My mother handed me a roll of cord that came straight out of her sewing basket.

"I want this back," she said, shaking it under my nose for emphasis. "You tell him I want it back. It's the only sample I got of this color."

"Mama, he ain't gonna steal your string."

"You best get yourself in gear and go pickup the posts your brothers are cutting. We just might get that fence done before harvest starts," Pa said, emptying the last of his coffee before kissing Mama and heading out the back door.

Pa didn't bother to use any of the steps, moving right off the porch and onto the brown grass that was left from our last summer when the rains were late and rare.

"You take him a glass of water. Tell him I'll mend them britches after supper. He can't be takin' no meals at my table lookin' like that. Them boys need a woman to be lookin' after 'em. They all come up here lookin' like strays. You boys don't know how lucky you are."

"He ain't done that much work yet," I mentioned, looking at him moving to the next hole, after checking back down the driveway to pick a spot he liked.

"He had to get here, Robert. It's near about afternoon. You want him to dig them holes for you, don't you? He needs a sandwich and that's all there is to it. Quit sassing me and take him a glass of water. I'll get lunch pulled together for you and your brothers."

"Yes, ma'am," I said softly, realizing this gave me time to question him.

"Your Pa'll get in the corn with or without help. He'll work around the clock if need be. If we can keep this one by a little kindness, we'll all be better off for it," Mama said, standing at the window while watching Sven work. "He is a big one."

"A hard worker, too, Mama," I bragged, turning back to the window to help her watch.

"Robert, go out and take care of that man. Quit wasting time. When you're done with him, come get the sandwiches I'm making for your brothers and take them their lunch."

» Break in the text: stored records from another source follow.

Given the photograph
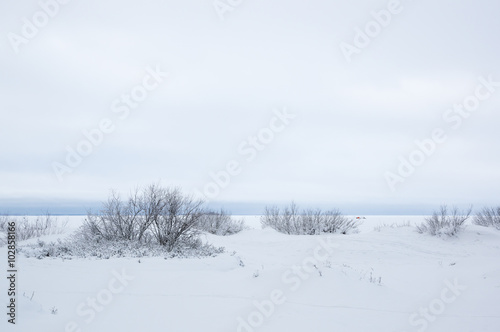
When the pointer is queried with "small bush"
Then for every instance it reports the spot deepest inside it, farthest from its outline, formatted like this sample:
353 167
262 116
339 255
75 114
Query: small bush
488 217
219 223
32 227
163 216
308 222
446 223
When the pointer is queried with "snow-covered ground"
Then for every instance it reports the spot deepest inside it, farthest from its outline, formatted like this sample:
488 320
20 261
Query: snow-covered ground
381 279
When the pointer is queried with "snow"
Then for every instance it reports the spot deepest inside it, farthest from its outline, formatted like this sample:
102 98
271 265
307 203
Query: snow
380 279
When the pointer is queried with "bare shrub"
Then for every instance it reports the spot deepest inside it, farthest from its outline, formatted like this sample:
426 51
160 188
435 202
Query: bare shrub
219 223
488 217
443 222
308 222
162 215
175 222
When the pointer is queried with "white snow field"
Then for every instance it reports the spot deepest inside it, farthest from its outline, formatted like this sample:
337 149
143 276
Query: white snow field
383 279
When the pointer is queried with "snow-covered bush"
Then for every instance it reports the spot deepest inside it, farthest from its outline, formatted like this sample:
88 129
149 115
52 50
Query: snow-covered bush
219 223
488 217
308 222
105 249
443 222
161 215
31 227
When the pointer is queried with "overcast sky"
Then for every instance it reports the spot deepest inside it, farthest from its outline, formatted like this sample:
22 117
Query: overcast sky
351 105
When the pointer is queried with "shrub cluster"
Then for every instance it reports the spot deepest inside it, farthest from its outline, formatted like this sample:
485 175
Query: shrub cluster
156 218
291 220
488 217
445 222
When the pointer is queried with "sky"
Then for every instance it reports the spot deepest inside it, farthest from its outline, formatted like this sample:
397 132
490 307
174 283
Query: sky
373 107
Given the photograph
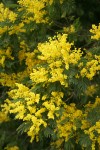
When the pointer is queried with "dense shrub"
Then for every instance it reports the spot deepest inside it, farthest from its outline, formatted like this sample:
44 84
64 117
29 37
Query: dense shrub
49 75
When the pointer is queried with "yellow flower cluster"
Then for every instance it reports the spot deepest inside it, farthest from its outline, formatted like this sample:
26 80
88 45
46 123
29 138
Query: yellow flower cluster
12 148
6 14
96 32
26 108
67 126
69 29
92 67
91 90
58 55
4 54
35 8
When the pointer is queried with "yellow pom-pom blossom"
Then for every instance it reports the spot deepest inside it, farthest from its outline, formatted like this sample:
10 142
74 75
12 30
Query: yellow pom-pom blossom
6 14
58 56
24 106
95 31
91 69
12 148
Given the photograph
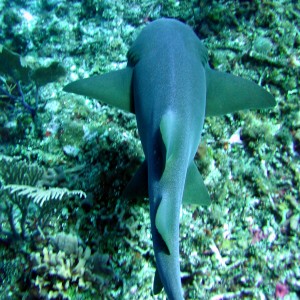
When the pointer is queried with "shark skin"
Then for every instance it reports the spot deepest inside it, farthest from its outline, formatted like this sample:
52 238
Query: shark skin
170 87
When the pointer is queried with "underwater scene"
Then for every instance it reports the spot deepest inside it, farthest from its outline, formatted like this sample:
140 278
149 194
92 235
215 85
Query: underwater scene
69 148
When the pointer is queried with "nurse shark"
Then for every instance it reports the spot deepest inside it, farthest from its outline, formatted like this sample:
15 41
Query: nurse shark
170 88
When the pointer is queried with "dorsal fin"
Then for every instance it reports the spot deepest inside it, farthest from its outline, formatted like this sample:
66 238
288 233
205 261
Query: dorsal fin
113 88
227 93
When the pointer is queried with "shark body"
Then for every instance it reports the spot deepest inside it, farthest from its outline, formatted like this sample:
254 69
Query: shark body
170 88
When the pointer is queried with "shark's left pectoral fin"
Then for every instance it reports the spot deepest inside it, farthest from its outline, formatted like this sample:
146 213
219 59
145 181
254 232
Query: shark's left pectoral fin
113 88
195 191
227 93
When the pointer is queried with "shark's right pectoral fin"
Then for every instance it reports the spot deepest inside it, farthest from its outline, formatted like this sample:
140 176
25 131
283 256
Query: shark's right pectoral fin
195 191
113 88
227 93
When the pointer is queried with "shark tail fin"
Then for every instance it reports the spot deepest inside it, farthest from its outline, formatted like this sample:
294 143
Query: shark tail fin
195 191
227 93
113 88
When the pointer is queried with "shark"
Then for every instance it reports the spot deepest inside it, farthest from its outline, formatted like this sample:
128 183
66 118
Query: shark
170 87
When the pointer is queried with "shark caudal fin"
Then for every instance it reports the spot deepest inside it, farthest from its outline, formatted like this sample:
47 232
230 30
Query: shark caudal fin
227 93
113 88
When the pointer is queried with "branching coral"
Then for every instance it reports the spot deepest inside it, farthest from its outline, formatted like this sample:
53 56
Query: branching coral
24 199
56 270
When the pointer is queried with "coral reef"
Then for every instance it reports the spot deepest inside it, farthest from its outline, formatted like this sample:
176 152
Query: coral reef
68 266
246 244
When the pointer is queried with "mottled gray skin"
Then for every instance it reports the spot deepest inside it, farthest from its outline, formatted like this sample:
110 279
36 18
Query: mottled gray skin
159 90
170 87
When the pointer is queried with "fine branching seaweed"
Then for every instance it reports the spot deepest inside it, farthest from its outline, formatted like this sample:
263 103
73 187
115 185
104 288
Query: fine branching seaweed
25 204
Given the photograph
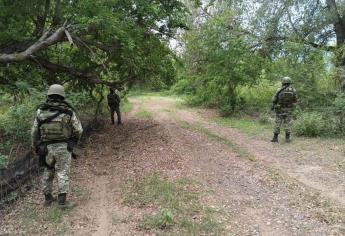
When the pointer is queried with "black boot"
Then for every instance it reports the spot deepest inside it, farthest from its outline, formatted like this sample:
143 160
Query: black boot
287 137
63 203
275 138
49 199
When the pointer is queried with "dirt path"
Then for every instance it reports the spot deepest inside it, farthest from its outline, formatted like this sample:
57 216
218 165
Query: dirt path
255 188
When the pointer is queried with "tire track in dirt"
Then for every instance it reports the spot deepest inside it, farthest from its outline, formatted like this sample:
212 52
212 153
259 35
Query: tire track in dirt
324 178
103 215
262 215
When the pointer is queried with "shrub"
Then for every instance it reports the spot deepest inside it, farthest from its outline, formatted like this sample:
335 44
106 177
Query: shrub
3 161
16 122
310 124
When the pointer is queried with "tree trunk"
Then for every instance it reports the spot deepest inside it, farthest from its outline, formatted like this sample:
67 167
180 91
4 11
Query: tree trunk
338 21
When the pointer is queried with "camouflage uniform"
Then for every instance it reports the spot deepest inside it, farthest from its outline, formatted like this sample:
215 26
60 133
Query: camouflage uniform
283 116
58 158
283 110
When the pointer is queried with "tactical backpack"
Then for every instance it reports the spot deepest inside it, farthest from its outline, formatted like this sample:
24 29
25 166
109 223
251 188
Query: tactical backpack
54 123
286 97
113 100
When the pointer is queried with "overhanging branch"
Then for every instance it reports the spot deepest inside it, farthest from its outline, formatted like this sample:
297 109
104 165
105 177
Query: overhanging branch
44 42
82 76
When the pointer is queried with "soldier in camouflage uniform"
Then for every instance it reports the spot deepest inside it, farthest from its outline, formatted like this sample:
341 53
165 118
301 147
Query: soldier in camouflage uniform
55 129
284 102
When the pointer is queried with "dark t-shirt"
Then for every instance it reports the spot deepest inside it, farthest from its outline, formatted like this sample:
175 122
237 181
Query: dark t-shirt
113 100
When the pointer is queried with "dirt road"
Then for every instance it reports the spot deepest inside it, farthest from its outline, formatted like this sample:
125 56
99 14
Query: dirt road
255 187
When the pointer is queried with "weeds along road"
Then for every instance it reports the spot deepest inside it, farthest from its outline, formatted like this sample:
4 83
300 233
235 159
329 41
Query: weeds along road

"You're not making sandwiches for anyone, Mama. You're watching our new hand."

"You quit annoying me now. I got work to do," she said, letting the curtains fall back in place.

"Yes, ma'am," I said, giggling about her curiosity as she raised the corner of the curtain again.

"Mama, you're never going to get those sandwiches finished if you don't quit wasting time."

"You hush and take him out that water and this here string he asked you for."